Let Them Sell Cake: Lincoln Home Baker Files Lawsuit Challenging City’s Unnecessary Regulations

Matt Powers
Matt Powers · May 19, 2020

Arlington, Va.—Today, home baker Cindy Harper joined with the Institute for Justice (IJ) and Husch Blackwell LLP to file a lawsuit challenging the City of Lincoln for bringing back regulations at the local level that were repealed by the state legislature. In 2019, the Nebraska legislature passed LB 304 to exempt home bakers from having to satisfy unnecessary permitting and inspection requirements. But within months, the City of Lincoln went rogue by imposing its own permitting and inspection requirements on home bakers. The lawsuit has taken on increased importance during the COVID-19 pandemic as consumers seek access to safe, fresh and convenient food sources more than ever. Cindy is ready to fight back in court and has partnered with the Institute for Justice to defend her right to sell safe and delicious foods from the comfort of her home.
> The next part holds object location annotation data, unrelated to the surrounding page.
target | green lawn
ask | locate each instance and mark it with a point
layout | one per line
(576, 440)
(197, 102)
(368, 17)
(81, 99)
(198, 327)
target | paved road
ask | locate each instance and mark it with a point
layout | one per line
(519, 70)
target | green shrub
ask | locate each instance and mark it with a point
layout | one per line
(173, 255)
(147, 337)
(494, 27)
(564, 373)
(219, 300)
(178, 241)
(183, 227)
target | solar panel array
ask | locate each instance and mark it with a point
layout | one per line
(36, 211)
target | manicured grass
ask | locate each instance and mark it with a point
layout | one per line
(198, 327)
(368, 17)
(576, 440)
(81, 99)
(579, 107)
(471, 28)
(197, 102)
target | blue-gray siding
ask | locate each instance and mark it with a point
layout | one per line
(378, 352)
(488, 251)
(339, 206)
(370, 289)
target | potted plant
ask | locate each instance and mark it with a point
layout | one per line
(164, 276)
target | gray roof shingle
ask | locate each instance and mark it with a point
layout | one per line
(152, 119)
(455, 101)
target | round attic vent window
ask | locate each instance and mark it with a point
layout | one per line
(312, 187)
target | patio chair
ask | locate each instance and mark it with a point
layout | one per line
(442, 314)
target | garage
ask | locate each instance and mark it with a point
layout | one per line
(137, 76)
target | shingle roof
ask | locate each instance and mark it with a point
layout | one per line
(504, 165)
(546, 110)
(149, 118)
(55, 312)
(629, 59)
“The right to sell home-baked goods in Nebraska shouldn’t depend on what city you happen to live in,” said Cindy Harper. “Lincoln should listen to the Nebraska legislature and leave home bakers alone.”

Last year, thanks in part to testimony from Cindy before the state’s legislature, Nebraska unanimously passed LB 304 and joined the vast majority of states allowing individuals to sell shelf-stable foods (such as cookies, breads, and jams) directly from home after they register with the state. Cindy promptly registered as a home baker under LB 304, planning to launch her own home-baking business.
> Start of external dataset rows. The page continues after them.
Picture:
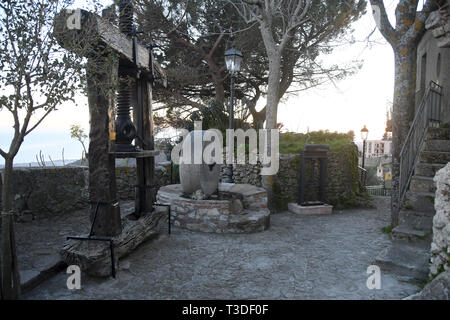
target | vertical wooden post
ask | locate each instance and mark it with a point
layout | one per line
(102, 176)
(144, 166)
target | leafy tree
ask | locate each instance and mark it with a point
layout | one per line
(36, 75)
(403, 38)
(192, 37)
(284, 27)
“Cindy followed Nebraska law by registering with the state as a cottage food producer,” said IJ Attorney Joshua Windham. “Lincoln should do the same.”

In January 2020, the City of Lincoln unveiled its new regulations. The City’s cottage food ordinance requires producers to obtain an additional local permit and pass home inspections (conducted “as frequently as necessary”) to determine compliance with the Lincoln Food Code.
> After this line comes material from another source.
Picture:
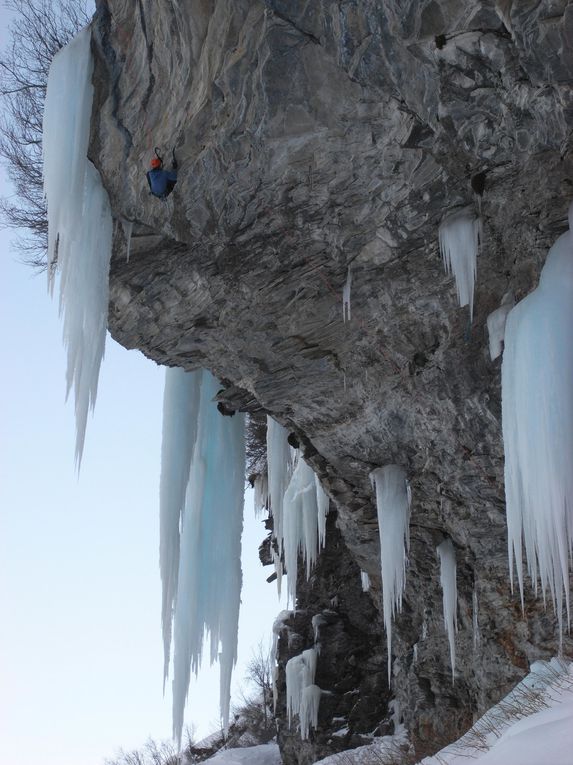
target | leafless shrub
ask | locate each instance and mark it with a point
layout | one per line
(38, 31)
The new lawsuit argues that the City cannot enact regulations that restrict rights protected by state laws. When state Senator Sue Crawford introduced LB 304, she emphasized that the shelf-stable goods covered by the law “are simply not risky foods,” and that the law was designed to “make sure that all citizens can participate in the home cottage food industry without imposing . . . overly burdensome regulations,” like permitting and inspections. The City’s ordinance defeats the point of Nebraska’s law.

“Lincoln’s ordinance is a solution in search of a problem,” said IJ attorney Keith Neely. “Home-baked goods are just as safe in Lincoln as they are in the rest of Nebraska.”

This case is part of IJ’s National Food Freedom Initiative. IJ is currently challenging similar regulations in North Dakota. IJ has won constitutional challenges to Wisconsin’s ban on the sale of home-baked goods and to Minnesota’s restrictions on the right to sell home-baked and home‑canned goods. IJ has also helped pass laws expanding the sale of homemade foods in several states across the country, including in Kentucky, Maryland, West Virginia and Wyoming.

In addition to IJ, Cindy is represented by Omaha attorney Dave Lopez of Husch Blackwell LLP.